Jacques Pepin: Like I have a series now – Jacques Pepin: Fast Food My Way – it’s to show people how to cook good, simple, healthy food in a very minimal amount of time. And it’s a question of thinking about it, whether I want to go through the process of doing everything myself in term of technique. Or certainly in a few years – because it has become easier and easier to do – use a supermarket or the prep cook, which is what I do in Fast Food My Way. I can go to the supermarket, get a skinless, boneless breast of chicken, pre-sliced mushrooms, pre-washed spinach. I have a non-stick pan. I put it on the stove. I put that in it, and in five, six, eight minutes I have a dish. And that’s cooking from scratch. When I was an apprentice, cooking from scratch was to light the stove, to start with, with paper and wood and then coal. And to keep that stove hot, which was the responsibility of the _________ was a very difficult thing in the kitchen. And the chef would get out of his mind by the time the people start sitting down and the stove kept getting lukewarm. So to keep that thing really hot, hot, red on top and in the oven was a situation. And then that whole apprenticeship within itself doesn’t exist anymore. And then if you didn’t have to catch the chicken, you at least had to pluck it, eviscerate it. You cook it in a pot where everything sticks, in an oven where you didn’t have any calibration, or temperature, or whatever. You had to turn it. You had to baste it. This was a big deal, as I say, to cook a chicken . . . roast chicken from scratch. Now as I say, to do a roast chicken from scratch with the skinless, boneless breast of chicken, sliced mushrooms takes five minutes. But you see the world is entirely different.
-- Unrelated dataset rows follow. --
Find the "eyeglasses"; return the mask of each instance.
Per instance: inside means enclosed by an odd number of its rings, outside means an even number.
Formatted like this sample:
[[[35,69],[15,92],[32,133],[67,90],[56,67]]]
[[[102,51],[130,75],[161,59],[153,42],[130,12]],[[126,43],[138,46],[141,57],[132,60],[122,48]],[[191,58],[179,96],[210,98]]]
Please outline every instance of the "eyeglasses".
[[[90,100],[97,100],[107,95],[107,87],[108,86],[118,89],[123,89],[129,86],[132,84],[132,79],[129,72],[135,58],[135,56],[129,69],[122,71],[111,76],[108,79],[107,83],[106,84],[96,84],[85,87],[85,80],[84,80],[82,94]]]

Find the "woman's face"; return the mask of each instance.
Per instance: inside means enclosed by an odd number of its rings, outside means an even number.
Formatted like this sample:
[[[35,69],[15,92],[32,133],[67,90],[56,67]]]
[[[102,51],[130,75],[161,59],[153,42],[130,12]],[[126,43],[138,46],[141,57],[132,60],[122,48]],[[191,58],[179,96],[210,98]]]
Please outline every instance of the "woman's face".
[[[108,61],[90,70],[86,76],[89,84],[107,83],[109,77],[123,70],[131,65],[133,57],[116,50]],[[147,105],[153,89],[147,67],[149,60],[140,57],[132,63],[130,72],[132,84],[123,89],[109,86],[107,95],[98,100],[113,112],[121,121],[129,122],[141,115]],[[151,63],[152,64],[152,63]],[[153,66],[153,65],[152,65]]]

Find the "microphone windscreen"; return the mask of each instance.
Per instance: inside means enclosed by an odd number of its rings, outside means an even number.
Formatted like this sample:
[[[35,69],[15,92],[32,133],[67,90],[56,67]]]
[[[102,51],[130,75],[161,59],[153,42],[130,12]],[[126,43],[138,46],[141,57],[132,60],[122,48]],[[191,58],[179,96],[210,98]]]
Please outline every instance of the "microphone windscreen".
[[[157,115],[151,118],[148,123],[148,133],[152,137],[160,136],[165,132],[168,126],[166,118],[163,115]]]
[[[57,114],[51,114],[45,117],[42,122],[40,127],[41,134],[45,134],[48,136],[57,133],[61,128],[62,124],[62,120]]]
Question: How has technology changed cooking in the last 50 years?
Jacques Pelin: Well technology certainly has changed a great deal of the cooking. And it’s changing maybe even more so now. There is good and there is bad. Certainly things like the food processor, saran wrap and plastic . . . or rubber spatula are, for me, great innovation of the last 30 years. But it is like this, you know. We always manipulate food. And our ancestors, you know, didn’t have anything to eat. And what we call wheat now was actually a wild . . . a wild weed which through cross-breeding, and changing, and manipulation we end up now with this. I mean not that long ago when I was a child, you could not eat string beans. _________ on one side, and the other side which I tried to do . . . And I had to do a couple of _________ or whatever it was that my mother wanted me to do. My brother and I tried to cut the end of it with a scissor, too, which of course those beans were absolutely uneatable. So now there have always been some manipulation to make it better without the string; or to make the animal fatter, or not as fat, or more tender, or this and that. So those manipulations have existed all the time. Now bio-engineered food is something else, you know, that we get into other areas which have to be controlled. I am not, by definition, opposed to anything. Because I think to feed the world we need that type of improvement. But it has to be extremely controlled, you know? But without any question, if you can do an egg which tastes like an egg for me – as good as an egg – and it has half the amount of cholesterol, why not? You know if you can have a tomato, that because of some manipulation, doesn’t need to be sprayed with an insecticide or pesticide or anything, being resistant to this, why not? That may be a plus. But as I say you have to do that with circumspection. You really have to control it.
Recorded on: 09/04/2007
Learning how to cook starts with a glass of wine.